No dignity in euthanasia

I am chronically ill with a progressive rheumatoid auto-immune disease that destroyed my kidneys and causes inflammation around the lungs, inner chest walls and heart, ischaemic heart disease and peripheral neuropathy. I have been dependent on dialysis for 20 years and I have undergone 15 angioplasties and the placement of eight stents to recover some blood flow after the failure of coronary bypass surgery.

The last such procedure was unsuccessful as the blocked artery could not be accessed.

I mention these matters only to establish that I am no stranger to suffering and disability and have experienced the limitations of palliative care.

Facing illness and disability takes courage, and we do not need euthanasia advocates to tell us that we are so lacking dignity and have such a poor quality of life that our lives are not worth living.

Professionally, I have been involved with the care of the terminally ill for many years, including palliative care. As a chronically ill person I know well what it is to feel that one is a burden to family and community, how isolating illness and disability can be, and how hard it is to maintain hope in circumstances of illness, disability and severe pain, especially chronic pain.

The fear of being a burden is a major risk to the survival of those who are chronically ill. If euthanasia were lawful, that sense of burden would be greatly increased, for there would be even greater moral pressure to relinquish one's hold on a burdensome life.

Seriously ill people do not need euthanasia. We need better provision of palliative care aimed at managing symptoms and maximising function, especially as we approach death. Rather than help to die, the cause of dignity would be more greatly helped if more was done to help people live more fully with the dying process.

The proposals to make provision for a terminally ill person to request euthanasia, and a doctor to provide assistance to die, make it less likely that adequate efforts would be made to make better provision for palliative care.

Legalised euthanasia would give those responsible for funding and providing palliative care a political ''out'' in that respect.

Medical research in this area indicates that the desire for euthanasia is not confined to physical or psycho-social concerns relating to advanced disease. As many researchers have found, a request for death often incorporates hidden existential yearnings for connectedness, and care and respect. Euthanasia requests cannot be taken at face value but require in-depth exploration of their covert meaning, in order to ensure that the patients' needs are being addressed adequately.

In the US state of Oregon in 2009, none of the patients lawfully killed at their own request were referred for formal psychiatric or psychological evaluation. Two-thirds of people killed under euthanasia laws in those jurisdictions that permit it are women.

If euthanasia or assisted suicide were to become a legitimate option with a determined structure, then life for the chronically seriously ill would become contingent upon maintaining a desire to continue in the face of being classified as a burden to others.

Essentially, such legislation or guidelines involve setting up a category for people whose lives may be deliberately ended. Their protected status as a member of their community would depend on a contingency, on not succumbing to the effects of pain and suffering, on not losing hope.

Chronically ill people need the unequivocal protection of our lives. We need protection and encouragement from our community; we do not need this form of discrimination. Far from protecting the dignity of those who are seriously ill and suffering, a euthanasia law would undermine dignity by undermining our sense of individual worth, no matter our suffering and disability.

It is likely that my protected status would be affected were Victoria to change the law to permit euthanasia.
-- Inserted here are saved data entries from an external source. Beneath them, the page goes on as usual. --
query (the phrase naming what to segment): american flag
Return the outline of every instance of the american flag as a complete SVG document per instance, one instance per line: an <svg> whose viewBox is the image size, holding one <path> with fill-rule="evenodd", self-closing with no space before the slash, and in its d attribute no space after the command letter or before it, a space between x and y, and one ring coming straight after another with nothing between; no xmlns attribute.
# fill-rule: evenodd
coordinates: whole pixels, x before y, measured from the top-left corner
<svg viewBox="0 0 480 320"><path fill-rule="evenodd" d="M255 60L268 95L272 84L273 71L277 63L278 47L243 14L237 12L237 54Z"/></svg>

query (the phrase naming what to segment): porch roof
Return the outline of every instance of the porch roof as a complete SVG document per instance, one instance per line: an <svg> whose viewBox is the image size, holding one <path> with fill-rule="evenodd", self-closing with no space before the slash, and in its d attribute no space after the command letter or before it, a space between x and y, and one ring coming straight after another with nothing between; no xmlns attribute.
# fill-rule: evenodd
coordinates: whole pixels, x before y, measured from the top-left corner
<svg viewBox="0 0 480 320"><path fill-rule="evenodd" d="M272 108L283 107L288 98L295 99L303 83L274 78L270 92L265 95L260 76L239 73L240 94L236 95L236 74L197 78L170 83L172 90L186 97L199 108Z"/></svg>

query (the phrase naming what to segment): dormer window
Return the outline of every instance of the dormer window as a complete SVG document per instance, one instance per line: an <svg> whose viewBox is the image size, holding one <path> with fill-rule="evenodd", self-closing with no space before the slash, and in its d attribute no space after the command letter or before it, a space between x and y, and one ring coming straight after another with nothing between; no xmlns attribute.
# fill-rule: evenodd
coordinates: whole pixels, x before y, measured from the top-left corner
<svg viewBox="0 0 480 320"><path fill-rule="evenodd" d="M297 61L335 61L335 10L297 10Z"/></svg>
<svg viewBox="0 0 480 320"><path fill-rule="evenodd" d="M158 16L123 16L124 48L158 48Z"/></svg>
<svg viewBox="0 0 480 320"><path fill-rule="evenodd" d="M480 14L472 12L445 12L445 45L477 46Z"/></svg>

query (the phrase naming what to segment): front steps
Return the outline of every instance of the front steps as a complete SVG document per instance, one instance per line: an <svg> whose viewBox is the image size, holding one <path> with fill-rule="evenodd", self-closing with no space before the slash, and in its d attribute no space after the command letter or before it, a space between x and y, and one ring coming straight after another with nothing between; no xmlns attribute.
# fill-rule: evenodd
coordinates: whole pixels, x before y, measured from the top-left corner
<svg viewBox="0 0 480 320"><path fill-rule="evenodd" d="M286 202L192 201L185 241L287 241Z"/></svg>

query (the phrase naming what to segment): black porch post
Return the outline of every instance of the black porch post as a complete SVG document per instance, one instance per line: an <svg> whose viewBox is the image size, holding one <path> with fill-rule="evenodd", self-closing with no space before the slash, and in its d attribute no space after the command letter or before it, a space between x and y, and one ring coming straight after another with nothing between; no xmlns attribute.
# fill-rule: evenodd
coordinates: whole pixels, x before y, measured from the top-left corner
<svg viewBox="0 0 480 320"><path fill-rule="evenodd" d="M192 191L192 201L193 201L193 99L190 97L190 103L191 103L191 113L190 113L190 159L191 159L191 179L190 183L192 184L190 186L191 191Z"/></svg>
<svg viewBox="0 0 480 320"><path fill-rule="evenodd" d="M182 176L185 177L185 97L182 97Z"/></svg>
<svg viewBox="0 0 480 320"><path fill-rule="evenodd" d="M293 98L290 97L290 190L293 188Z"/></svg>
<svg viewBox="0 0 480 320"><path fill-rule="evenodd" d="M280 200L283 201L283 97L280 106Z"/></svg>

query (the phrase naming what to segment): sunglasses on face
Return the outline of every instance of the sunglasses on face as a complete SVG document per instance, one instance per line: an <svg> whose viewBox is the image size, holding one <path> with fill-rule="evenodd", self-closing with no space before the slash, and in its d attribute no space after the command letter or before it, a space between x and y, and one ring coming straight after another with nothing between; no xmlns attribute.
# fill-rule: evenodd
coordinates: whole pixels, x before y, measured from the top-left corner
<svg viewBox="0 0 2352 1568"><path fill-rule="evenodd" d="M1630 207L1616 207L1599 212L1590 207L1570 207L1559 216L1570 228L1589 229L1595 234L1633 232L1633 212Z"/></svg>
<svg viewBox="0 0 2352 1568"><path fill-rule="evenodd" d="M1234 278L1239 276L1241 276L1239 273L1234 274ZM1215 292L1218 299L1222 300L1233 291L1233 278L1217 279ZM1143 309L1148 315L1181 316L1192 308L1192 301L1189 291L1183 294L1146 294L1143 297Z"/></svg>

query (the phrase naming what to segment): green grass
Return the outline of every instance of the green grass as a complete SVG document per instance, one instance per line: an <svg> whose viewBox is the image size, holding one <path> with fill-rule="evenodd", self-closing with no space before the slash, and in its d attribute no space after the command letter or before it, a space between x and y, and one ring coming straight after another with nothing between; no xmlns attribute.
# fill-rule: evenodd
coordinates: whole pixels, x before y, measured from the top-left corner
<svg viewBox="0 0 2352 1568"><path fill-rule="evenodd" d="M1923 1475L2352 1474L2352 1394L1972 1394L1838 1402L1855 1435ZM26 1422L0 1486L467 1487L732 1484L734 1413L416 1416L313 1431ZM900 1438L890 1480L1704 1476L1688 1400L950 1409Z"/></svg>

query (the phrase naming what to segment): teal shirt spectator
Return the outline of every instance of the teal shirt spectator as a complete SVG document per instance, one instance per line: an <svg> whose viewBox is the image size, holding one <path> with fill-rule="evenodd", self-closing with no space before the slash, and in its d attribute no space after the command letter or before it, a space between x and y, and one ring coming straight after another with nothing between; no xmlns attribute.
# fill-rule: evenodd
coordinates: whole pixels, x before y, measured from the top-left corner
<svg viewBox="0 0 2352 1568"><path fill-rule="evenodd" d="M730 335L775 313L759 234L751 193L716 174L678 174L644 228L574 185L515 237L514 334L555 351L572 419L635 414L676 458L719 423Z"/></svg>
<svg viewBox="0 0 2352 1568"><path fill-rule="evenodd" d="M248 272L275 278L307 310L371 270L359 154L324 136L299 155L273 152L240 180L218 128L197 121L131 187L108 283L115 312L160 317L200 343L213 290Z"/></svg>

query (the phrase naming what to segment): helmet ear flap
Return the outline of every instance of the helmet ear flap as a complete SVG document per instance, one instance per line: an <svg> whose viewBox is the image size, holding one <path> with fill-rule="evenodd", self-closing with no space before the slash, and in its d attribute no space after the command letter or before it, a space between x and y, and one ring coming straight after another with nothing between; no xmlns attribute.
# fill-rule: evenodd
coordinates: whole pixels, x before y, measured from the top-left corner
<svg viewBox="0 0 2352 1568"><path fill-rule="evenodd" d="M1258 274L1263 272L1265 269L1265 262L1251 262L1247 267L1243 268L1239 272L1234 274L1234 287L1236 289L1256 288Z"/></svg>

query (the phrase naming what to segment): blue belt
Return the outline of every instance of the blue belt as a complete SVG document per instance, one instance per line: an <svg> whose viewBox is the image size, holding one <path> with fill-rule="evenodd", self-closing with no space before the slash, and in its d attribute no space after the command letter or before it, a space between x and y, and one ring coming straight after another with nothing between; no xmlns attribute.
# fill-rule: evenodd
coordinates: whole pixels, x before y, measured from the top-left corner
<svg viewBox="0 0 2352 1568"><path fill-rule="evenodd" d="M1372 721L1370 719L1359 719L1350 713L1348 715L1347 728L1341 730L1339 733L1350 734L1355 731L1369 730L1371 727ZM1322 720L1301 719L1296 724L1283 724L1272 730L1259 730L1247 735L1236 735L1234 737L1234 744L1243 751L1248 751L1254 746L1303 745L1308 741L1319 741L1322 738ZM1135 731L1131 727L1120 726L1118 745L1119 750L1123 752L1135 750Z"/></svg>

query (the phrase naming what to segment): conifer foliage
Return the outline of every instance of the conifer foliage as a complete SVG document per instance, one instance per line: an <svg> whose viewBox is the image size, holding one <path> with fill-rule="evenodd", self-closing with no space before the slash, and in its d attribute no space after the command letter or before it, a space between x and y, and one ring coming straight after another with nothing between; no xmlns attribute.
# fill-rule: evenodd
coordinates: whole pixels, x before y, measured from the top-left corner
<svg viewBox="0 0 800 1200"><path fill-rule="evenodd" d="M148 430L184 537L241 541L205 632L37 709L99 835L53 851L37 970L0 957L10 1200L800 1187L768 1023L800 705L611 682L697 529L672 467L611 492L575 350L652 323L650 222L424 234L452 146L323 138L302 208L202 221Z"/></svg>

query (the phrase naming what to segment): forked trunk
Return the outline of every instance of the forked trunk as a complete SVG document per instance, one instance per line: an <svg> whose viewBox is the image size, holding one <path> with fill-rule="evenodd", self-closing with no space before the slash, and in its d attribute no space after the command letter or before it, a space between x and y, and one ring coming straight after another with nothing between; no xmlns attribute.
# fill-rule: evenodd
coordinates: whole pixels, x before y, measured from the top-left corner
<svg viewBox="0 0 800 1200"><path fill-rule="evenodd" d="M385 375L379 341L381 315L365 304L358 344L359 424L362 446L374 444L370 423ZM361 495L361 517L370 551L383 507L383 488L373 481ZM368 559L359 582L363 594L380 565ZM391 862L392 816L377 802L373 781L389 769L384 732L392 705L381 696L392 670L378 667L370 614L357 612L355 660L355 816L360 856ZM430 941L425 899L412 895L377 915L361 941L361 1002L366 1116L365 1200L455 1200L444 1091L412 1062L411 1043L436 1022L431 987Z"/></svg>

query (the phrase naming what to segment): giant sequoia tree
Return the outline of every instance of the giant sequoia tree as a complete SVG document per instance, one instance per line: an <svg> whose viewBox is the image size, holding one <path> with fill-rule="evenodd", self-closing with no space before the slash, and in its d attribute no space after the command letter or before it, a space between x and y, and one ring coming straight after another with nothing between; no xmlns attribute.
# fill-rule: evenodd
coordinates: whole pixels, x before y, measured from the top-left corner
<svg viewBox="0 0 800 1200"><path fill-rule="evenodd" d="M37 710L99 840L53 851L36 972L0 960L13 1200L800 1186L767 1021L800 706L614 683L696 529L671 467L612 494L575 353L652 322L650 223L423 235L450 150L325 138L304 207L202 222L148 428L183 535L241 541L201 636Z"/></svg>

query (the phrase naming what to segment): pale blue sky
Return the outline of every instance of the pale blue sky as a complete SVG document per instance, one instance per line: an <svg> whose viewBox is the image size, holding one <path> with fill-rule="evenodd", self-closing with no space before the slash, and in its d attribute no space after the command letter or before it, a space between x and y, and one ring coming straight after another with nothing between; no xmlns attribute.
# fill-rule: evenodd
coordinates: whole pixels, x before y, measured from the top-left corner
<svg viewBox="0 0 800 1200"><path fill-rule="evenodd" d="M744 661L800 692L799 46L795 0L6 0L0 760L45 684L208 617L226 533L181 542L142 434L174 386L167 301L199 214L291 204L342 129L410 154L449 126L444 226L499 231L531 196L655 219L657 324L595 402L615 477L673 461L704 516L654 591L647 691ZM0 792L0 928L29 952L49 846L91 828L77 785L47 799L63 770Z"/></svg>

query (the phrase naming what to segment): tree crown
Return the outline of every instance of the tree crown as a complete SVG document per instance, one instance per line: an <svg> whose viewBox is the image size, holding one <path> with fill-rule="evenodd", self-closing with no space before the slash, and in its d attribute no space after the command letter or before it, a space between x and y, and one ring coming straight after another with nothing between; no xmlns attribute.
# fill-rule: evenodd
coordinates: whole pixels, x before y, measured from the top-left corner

Even Philip Nitschke has admitted, in The Medical Journal of Australia, that of the seven deaths that happened under the terms of the Rights of the Terminally Ill Act in the Northern Territory, four did not actually meet the legal criteria.

The legislation was manifestly unsafe and I would argue that legislation that permits euthanasia could never be made safe for those of us who have serious chronic illnesses, because the essence of such legislation is to make respect for our lives contingent upon the strength of our will to survive.

If euthanasia is lawful then the question about whether our lives are overly burdensome will be in our minds, as well as the minds of those health professionals and those family members on whose support and encouragement we depend.

Our doctors would be obliged to suggest death to us because it would be a legal option. The mere existence of the option would affect attitudes to our care, and hence our own willingness to continue.

The desire to live is often tenuous in the face of suffering and in the face of the burden our illnesses impose on others. Politicians would gain nothing worthwhile for us by supporting legalisation that would allow the deliberate ending of life for those who request it. Such requests warrant a response in solidarity from our community, a response that seeks to give us more support and better care, rather than termination of both life and care.

Associate Professor Nicholas Tonti-Filippini is associate dean (teaching, learning and research) at the John Paul II Institute for Marriage and Family, Melbourne.